Que trouvent les étudiants en venant à l’IKW ?

Geneviève Saboly (médecin psychiatre, directrice des accompagnements AFCP) – Nous vivons actuellement une période où tout est permis, autorisé, valorisé, quel que soit le choix, même s’il détruit la personne humaine. Or les personnes inscrites à l’Institut Karol Wojtyla sont éblouies par la découverte de la valeur de l’Homme, l’enseignement leur apporte la connaissance de soi et le désir de partager cette découverte. Les étudiants souhaitent majoritairement poursuivre le cursus par la formation à l’accompagnement. Qu’ils soient en situation de responsabilité ou non, ils se sentent responsables d’aider leurs frères en difficulté.

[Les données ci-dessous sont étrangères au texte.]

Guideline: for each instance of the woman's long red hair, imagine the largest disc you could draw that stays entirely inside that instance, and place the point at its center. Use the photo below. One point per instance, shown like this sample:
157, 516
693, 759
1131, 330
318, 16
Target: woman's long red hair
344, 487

Notre accompagnement s’adresse à toute personne souhaitant surmonter l’adversité et ordonner sa vie. Il s’appuie sur la connaissance intégrale de la personne, il diffère de l’apport des sciences modernes qui morcellent la prise en charge. L’accompagnement permet une meilleure compréhension de soi pour discerner ce qui est bon et ainsi mieux orienter son agir. La découverte et la pratique de la vertu permettent à l’accompagné de retrouver une liberté intérieure et l’amène à agir de façon responsable dans le monde actuel où tous les repères éclatent.
C’est ainsi que nous pouvons répondre à l’appel du Christ :
« Aimez-vous les uns les autres ».

[1] Voir à ce sujet le récent colloque, « Le discernement des Habitus. Autour de Charles de Koninck », M. Boyancé, B. Guéry, (dir), PUIPC, Paris, 2023.